Following termination of the agreement, US tomato growers will be able to file petitions at the DOC and the International Trade Commission to seek antidumping (AD) and countervailing duties (CVD); if approved, the resulting increase in import prices will allow US producers to raise their prices well above the previous minimums. Indeed, even before the petitions are adjudicated, the DOC will apply preliminary penalty duties of 17.5 percent on imports of Mexican tomatoes. That’s just a start. If the petitions are approved by sympathetic officials at the DOC and International Trade Commission (ITC), American households will pay far more. According to Arizona State University, if US penalty duties slice Mexican tomato imports in half, US prices will rise between 42 and 80 percent.
Then bell peppers, blueberries, and more.
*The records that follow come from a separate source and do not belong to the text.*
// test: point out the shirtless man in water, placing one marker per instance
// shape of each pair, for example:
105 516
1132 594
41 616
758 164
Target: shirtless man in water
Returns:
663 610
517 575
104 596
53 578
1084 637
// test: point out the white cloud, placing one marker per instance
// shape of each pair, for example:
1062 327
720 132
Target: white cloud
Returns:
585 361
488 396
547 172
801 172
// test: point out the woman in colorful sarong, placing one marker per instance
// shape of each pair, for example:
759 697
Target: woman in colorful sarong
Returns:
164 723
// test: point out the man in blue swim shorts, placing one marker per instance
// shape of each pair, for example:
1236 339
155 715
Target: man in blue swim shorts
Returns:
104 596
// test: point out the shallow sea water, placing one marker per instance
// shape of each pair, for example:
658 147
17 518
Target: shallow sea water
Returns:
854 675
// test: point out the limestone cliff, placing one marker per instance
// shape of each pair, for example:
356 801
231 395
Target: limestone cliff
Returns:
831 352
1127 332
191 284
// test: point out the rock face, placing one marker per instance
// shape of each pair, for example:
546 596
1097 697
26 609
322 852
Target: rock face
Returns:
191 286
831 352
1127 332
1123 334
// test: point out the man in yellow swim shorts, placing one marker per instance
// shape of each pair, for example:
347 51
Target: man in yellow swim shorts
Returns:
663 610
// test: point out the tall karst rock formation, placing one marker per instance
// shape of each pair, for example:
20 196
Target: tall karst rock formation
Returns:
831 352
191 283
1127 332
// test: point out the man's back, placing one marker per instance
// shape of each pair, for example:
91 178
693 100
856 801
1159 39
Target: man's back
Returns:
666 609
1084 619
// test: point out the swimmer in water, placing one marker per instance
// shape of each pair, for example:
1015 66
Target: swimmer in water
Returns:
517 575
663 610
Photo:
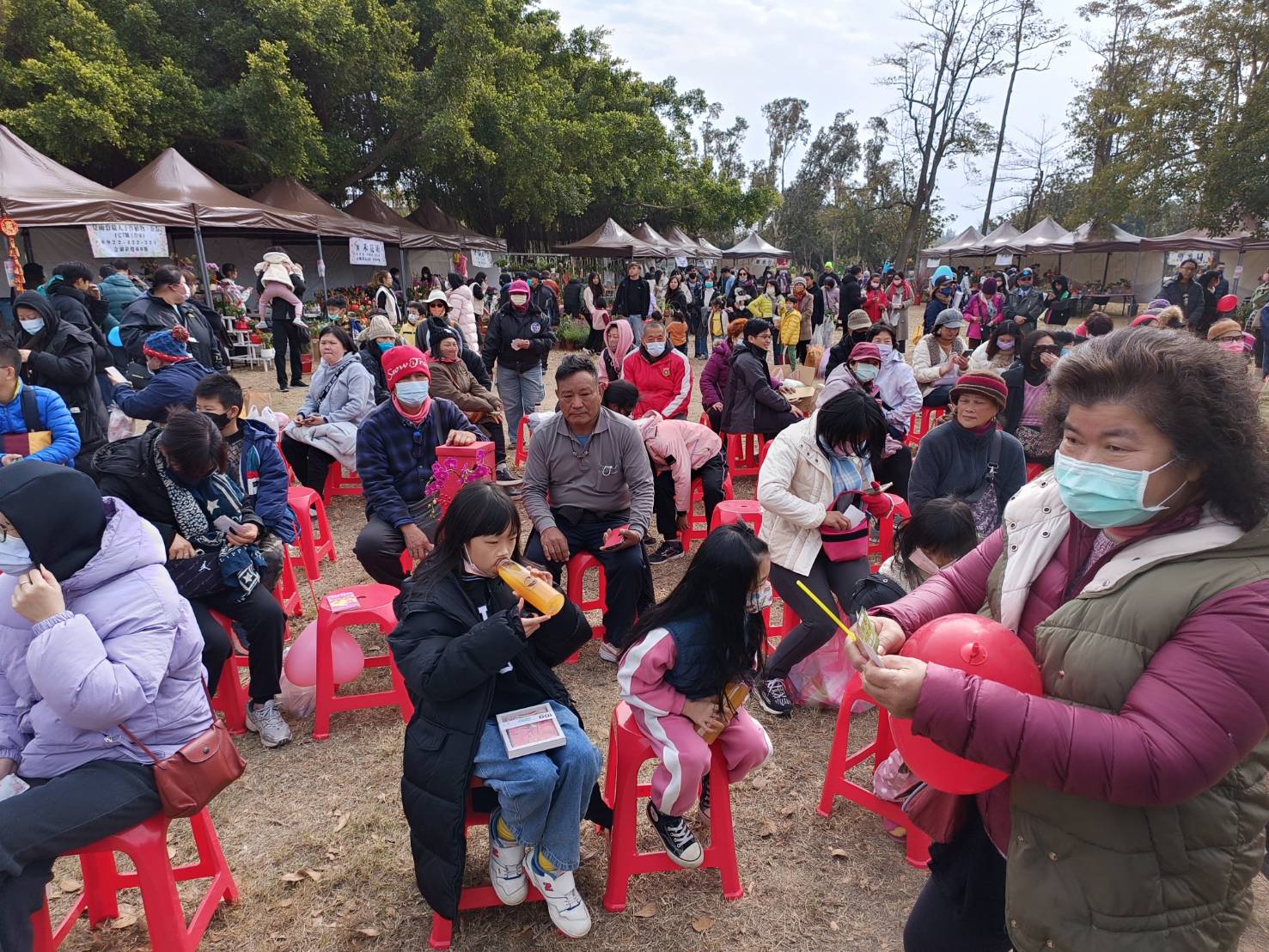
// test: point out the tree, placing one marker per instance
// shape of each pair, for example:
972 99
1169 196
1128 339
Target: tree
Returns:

Farm state legislators did not stop with tomatoes. Senator Marco Rubio (R-FL) is leading Florida and Georgia lawmakers to facilitate penalty duties on other seasonal and perishable produce such as bell peppers and blueberries. They want Congress to enact a new bill titled the Defending Domestic Produce Production Act (S.16/HR.101). The bill would more accurately be titled the Household Pickpocket Act. It would enable growers in a single region of, for example, Georgia or Florida, to raise national prices of bell peppers, blueberries, tomatoes, and other produce at a moment’s notice.
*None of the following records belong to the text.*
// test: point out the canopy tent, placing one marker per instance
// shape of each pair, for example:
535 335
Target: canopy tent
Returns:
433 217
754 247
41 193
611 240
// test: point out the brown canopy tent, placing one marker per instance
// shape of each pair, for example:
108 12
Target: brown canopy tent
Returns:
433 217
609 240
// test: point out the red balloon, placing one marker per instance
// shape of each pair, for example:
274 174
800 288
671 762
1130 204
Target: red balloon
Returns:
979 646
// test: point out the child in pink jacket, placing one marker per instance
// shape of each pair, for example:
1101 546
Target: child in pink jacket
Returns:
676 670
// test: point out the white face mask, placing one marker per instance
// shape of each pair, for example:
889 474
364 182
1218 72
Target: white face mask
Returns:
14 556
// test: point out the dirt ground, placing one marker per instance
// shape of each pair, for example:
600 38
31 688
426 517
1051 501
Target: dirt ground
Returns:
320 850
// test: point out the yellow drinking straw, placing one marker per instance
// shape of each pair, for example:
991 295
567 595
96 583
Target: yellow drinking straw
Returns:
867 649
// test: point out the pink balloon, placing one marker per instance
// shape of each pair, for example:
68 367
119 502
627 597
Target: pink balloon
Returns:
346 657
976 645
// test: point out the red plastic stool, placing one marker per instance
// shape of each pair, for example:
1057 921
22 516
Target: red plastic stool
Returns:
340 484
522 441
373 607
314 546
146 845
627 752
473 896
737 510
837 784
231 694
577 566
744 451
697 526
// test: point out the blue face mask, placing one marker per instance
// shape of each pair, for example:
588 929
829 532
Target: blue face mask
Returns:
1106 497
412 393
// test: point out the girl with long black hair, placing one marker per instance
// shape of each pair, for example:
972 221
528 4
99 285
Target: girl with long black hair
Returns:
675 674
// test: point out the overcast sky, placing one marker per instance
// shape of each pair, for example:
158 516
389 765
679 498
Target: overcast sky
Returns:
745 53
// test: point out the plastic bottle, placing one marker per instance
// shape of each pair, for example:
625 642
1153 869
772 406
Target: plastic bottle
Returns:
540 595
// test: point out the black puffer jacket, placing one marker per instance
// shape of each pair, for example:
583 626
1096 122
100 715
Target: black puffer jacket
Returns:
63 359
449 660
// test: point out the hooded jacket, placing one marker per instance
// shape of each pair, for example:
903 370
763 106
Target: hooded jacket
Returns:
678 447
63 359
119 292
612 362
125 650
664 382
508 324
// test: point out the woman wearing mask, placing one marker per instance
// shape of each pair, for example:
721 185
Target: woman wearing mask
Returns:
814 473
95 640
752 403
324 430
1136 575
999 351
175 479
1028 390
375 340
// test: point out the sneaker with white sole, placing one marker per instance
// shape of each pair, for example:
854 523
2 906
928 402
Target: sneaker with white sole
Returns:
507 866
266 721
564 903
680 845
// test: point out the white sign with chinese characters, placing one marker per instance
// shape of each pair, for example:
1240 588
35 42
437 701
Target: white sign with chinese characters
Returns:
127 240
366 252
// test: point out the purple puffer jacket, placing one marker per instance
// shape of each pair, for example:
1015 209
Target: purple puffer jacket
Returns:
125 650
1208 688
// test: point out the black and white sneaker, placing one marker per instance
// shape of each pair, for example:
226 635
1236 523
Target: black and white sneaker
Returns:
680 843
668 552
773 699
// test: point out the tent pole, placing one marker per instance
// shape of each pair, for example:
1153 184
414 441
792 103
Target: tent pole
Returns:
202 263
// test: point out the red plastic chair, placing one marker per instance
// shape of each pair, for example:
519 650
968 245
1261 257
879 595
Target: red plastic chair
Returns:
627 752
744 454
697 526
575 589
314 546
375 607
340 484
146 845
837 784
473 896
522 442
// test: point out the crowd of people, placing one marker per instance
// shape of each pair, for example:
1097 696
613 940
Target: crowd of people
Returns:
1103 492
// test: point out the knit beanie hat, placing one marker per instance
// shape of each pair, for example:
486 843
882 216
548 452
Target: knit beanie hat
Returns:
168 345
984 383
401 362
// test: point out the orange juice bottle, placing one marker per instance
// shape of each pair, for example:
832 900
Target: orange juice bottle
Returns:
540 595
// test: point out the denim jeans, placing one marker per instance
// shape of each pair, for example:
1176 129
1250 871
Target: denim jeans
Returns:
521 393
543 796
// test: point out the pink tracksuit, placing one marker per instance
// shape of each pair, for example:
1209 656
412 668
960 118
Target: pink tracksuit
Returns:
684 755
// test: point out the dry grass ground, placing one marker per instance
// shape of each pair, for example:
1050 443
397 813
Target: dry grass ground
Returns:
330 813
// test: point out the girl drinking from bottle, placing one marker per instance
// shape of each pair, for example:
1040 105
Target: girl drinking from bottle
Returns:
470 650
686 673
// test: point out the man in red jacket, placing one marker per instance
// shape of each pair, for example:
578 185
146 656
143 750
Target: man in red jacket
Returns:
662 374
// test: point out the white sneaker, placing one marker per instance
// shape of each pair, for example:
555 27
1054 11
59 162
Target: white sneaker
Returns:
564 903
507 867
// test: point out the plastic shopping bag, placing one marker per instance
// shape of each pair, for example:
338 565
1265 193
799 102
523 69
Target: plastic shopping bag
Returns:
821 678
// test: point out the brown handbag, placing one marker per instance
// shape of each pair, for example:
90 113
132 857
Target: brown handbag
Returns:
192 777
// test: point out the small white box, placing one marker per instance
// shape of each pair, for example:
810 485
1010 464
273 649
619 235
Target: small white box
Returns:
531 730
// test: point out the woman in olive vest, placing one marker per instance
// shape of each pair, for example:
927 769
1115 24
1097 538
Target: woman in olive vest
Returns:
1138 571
The US-Mexico-Canada Agreement (USMCA) as leverage. Florida and Georgia lawmakers were keenly disappointed when the USMCA text did not change the US laws to facilitate penalty duties on seasonal and perishable produce. Mexico rightly objected to such changes: They are contrary to common sense as well as rules in the World Trade Organization. Why should a few farmers in a single region dictate national trade policy? But in their renewed legislative push, Senator Rubio and his supporters now threaten to withhold votes on the USMCA. To ratify the agreement, Trump needs a majority in both the House and the Senate. A close vote gives the lawmakers a second shot at laws that would shift money from national consumers to local farmers.
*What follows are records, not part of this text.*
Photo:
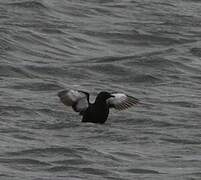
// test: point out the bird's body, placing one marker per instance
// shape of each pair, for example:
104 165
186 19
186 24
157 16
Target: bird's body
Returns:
98 111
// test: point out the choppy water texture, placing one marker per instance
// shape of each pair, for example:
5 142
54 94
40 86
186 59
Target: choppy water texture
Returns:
148 49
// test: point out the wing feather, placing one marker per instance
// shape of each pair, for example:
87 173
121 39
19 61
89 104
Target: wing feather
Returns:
121 101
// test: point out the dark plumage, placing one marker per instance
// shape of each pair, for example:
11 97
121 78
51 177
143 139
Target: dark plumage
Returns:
98 111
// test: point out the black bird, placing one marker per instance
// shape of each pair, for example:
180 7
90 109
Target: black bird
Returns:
99 110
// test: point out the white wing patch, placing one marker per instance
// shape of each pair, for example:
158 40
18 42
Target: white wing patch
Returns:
77 99
122 101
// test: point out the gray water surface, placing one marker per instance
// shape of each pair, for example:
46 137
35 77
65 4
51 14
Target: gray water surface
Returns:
148 49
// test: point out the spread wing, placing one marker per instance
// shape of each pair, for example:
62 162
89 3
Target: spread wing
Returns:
79 100
121 101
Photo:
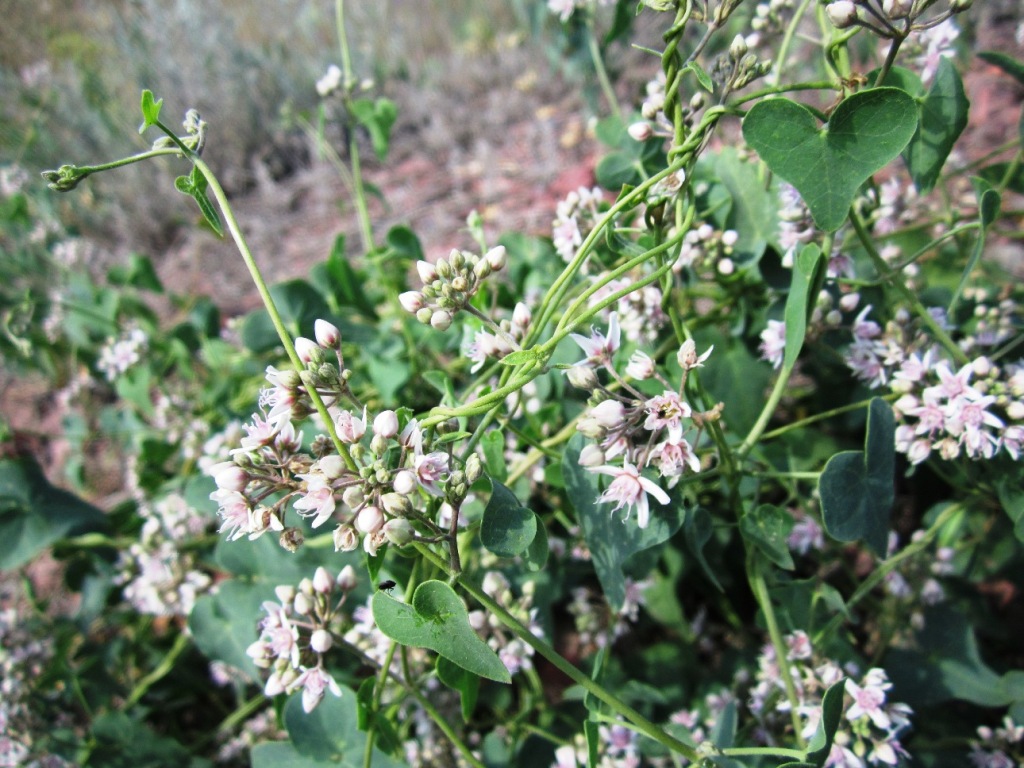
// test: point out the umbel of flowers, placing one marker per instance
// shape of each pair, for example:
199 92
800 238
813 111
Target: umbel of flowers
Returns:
632 430
389 487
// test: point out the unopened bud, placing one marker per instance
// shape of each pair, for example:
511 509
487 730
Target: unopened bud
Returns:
582 377
404 482
369 520
346 580
640 131
321 641
440 321
842 13
307 349
496 257
399 531
291 539
473 468
396 504
412 301
737 49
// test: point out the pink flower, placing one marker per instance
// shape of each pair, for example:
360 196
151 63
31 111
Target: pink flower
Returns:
629 488
598 347
667 411
773 343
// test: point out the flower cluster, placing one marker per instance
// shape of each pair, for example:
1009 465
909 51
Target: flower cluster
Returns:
868 733
515 653
371 491
159 578
998 748
638 429
574 218
298 631
121 353
450 284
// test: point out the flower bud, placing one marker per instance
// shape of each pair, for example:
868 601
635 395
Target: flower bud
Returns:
897 8
640 366
404 482
396 504
386 424
321 641
322 581
496 257
427 271
412 301
399 531
609 414
302 604
440 321
842 13
473 468
582 377
369 520
328 335
307 349
345 539
346 579
640 131
737 49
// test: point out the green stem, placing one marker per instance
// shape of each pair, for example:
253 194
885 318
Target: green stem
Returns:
887 566
642 724
760 588
348 81
909 296
180 643
602 73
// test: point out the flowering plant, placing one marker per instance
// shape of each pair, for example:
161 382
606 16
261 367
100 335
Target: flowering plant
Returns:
722 472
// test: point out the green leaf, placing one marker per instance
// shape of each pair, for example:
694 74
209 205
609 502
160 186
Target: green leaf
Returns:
943 118
493 444
1009 65
348 285
856 487
832 714
508 527
465 682
828 164
767 527
537 554
330 733
988 208
610 539
800 302
754 211
151 111
437 620
702 77
35 514
377 117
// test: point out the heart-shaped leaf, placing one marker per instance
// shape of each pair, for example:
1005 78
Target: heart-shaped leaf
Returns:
438 621
943 118
827 164
856 487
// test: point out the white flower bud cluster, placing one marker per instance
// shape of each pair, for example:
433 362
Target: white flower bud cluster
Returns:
449 285
298 631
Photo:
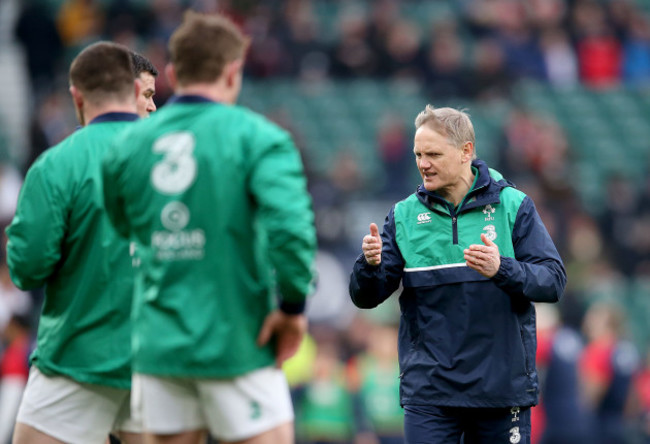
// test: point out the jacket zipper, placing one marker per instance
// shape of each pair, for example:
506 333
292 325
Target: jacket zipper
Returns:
454 227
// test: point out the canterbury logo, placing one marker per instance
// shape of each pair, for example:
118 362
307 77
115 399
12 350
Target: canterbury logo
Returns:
424 218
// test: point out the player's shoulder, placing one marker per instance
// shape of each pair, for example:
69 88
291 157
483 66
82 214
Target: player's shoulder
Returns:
252 121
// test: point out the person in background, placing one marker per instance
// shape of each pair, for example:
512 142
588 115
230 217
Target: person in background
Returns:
562 404
146 73
215 197
472 255
14 371
608 367
79 383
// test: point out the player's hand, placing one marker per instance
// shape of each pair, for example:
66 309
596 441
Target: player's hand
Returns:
288 331
371 246
483 258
Disrupting supply chains. If successful, Senator Rubio will seriously disrupt the food supply chains fostered by the North American Free Trade Agreement over three decades. Grocery chains like Giant and Safeway, as well as franchised restaurants, now contract with distributors to purchase agreed volumes of fresh produce at specified times during the calendar year. Distributors in turn buy the agreed volumes from contract growers in Mexico and the United States. But once an AD or CVD preliminary order is imposed, distributors must immediately deposit estimated penalty duties for subsequent imports. In their contracts, neither the distributors nor the grocery chains nor the restaurant franchises will have planned for the sudden surprise. Estimated penalty duties imposed at a moment’s notice will create havoc in fine-tuned supply chains. American consumers will pay the price.